Peu de temps après, les consuls Valerius et Postumius remportent deux victoires sur les Sabins, vaincus une troisième fois par Spurius Cassius. Mais un avantage plus grand que ces victoires, c’est l’arrivée à Renne d’une opulente famille de Sabins, les Appius Claudius, suivis de cinq mille clients et admis dans les rangs des patriciens.

Une première révolte des Aurunces est comprimée par le consul Postumius qui reçoit les honneurs du petit triomphe, ovatio, où le vainqueur rentrait à pied dans la ville. Un second soulèvement des Sabins et des Volsques, suscité par les Tarquins ; ayant pris un caractère très menaçant pour Rome, le sénat, du consentement du peuple, crée une magistrature nouvelle. Publicola était mort : on nomme un dictateur à la place de l’éminent consul et de son collègue Postumius (498). Le dictateur est arbitre absolu et irresponsable de la paix et de la guerre : ses jugements sont sans appel ; ses pouvoirs ne durent que six mois. Comme il combat à pied, il a sous ses ordres un maître de la cavalerie (magister equitum). Le premier dictateur est Titus Lartius.
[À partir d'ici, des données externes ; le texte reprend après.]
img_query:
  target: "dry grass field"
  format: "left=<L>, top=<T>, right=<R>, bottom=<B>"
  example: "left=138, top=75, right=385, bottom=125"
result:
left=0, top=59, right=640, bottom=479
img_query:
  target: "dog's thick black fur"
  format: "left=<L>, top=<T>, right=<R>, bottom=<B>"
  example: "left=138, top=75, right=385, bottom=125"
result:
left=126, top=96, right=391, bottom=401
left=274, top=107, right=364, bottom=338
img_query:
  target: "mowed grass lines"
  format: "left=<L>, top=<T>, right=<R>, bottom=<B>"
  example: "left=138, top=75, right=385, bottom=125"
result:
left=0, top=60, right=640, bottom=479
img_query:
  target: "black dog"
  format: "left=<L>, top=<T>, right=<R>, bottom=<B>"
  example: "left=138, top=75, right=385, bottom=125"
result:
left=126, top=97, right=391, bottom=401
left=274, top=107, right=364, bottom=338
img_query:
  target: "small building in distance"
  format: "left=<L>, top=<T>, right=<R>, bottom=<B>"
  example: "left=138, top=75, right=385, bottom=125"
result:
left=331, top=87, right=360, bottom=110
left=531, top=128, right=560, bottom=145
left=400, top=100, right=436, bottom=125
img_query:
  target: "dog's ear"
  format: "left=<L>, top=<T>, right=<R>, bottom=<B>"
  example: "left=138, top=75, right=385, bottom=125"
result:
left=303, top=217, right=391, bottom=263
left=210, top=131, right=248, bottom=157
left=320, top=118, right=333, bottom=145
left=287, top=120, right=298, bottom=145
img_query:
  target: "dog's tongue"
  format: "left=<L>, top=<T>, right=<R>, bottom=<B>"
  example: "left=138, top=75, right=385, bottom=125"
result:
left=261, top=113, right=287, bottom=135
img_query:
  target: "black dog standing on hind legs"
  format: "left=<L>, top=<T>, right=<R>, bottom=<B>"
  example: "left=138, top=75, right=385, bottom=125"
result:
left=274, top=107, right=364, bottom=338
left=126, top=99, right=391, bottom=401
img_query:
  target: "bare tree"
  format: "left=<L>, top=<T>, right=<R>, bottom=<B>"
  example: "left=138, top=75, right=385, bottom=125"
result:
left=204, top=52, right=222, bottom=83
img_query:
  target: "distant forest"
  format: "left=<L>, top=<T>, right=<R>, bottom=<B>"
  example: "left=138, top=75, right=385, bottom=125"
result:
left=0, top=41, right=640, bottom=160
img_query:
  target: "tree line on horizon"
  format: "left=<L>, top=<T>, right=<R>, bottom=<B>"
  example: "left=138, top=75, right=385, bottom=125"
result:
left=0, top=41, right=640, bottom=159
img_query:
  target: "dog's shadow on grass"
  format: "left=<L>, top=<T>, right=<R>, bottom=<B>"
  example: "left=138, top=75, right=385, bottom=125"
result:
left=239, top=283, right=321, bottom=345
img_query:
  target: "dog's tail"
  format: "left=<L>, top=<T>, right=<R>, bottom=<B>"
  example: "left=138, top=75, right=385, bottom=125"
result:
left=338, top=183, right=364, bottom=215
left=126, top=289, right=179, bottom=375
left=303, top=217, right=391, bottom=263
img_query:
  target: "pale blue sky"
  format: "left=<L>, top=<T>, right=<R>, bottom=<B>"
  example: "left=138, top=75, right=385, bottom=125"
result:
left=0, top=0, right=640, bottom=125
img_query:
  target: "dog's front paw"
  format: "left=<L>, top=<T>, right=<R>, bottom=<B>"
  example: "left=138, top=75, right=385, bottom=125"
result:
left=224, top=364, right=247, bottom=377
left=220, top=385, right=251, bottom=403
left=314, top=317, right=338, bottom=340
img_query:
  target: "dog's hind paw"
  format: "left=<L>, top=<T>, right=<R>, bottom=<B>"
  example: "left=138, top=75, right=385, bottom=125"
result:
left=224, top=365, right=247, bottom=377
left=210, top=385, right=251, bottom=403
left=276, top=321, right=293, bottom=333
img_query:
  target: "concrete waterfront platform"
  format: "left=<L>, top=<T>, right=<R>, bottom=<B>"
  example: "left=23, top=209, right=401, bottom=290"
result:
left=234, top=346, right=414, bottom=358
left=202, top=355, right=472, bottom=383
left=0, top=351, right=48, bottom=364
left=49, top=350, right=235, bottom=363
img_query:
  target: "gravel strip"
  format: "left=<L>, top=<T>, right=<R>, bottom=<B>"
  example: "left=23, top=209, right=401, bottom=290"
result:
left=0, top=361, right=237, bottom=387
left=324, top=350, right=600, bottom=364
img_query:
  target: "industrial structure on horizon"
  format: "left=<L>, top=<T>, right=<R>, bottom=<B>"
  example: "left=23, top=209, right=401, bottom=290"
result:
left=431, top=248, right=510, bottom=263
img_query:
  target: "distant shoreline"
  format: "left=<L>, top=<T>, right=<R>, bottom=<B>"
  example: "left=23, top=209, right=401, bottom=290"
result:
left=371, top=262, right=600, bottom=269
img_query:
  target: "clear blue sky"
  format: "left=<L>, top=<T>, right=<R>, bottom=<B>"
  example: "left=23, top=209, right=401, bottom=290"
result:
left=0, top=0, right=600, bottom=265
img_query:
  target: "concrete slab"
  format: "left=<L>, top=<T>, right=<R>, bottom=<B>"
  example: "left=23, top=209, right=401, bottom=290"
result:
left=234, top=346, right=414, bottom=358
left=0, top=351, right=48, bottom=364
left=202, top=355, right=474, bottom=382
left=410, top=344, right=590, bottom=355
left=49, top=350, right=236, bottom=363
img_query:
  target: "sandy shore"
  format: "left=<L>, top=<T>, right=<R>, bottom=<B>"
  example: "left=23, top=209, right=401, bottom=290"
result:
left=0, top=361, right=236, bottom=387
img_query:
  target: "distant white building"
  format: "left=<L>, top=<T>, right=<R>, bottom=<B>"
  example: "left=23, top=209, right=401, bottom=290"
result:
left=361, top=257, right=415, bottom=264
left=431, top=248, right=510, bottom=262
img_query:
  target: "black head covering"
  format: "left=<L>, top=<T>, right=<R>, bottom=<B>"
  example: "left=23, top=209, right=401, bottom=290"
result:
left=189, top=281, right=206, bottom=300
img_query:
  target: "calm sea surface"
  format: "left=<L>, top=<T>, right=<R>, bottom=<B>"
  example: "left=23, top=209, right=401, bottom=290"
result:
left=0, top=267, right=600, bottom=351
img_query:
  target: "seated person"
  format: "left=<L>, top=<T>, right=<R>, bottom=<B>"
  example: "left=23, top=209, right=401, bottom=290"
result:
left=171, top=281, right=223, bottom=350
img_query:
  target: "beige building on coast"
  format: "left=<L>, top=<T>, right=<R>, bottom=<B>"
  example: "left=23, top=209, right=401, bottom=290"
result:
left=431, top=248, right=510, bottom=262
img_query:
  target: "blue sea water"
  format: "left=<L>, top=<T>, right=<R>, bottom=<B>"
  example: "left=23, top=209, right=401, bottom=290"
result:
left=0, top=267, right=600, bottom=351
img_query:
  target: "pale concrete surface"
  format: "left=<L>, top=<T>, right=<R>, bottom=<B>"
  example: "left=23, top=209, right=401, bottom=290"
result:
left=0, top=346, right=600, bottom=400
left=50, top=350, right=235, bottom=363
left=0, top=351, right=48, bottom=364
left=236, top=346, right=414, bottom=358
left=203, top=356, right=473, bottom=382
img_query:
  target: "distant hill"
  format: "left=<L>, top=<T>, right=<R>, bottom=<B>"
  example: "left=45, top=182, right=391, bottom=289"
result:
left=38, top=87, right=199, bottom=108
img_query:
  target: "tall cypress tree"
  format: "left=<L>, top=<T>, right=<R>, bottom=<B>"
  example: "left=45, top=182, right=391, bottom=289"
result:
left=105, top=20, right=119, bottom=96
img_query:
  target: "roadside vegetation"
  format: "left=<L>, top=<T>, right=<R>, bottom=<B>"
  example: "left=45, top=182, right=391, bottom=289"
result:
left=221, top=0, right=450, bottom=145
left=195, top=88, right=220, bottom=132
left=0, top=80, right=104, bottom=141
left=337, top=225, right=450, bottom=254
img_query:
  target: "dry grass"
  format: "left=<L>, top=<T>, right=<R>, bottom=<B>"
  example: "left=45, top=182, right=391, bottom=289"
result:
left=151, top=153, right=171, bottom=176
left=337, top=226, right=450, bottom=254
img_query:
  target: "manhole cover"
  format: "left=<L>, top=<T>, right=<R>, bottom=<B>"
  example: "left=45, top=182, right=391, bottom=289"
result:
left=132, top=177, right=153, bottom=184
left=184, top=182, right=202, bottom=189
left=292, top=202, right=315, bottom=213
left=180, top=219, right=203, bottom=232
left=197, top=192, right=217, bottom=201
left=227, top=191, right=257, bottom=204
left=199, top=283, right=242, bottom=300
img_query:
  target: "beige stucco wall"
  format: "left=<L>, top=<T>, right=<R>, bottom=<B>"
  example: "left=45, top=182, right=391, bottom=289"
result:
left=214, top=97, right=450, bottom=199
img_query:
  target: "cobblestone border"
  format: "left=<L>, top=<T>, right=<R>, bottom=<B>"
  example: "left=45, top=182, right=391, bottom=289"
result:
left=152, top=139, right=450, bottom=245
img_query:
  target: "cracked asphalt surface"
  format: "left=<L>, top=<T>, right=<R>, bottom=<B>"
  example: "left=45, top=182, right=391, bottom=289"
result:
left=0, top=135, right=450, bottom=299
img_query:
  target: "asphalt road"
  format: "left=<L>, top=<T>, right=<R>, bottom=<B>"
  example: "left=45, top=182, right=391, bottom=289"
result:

Il parait sur le Forum, escorté de vingt-quatre licteurs, fait des levées, oblige les Latins à négocier une trêve et se démet de sa charge au bout de seize jours. Les Latins recommencent bientôt les hostilités. Un nouveau dictateur, Aulus Postumius, est chargé de combattre la confédération latine. Postumius et son maître de cavalerie Cossus rencontrent auprès du lac Régille les Latins commandés par Mallius de Tusculum. De nos jours, le temps a desséché le lac Régille, mais la bataille ne semble pas douteuse (496). Elle fut sanglante. Des deux fils de Tarquin, Titus est blessé, Sextus est tué. La légende populaire placent Castor et Pollux parmi les combattants romains. Les deux chefs vainqueurs reçoivent les honneurs du triomphe. Un monument spécial consacre le souvenir de cette victoire qui décide du sort de la République. Comme pour l’assurer mieux encore, le vieux roi Tarquin va mourir à Cumes, en Campanie, chez le tyran Aristodème (494).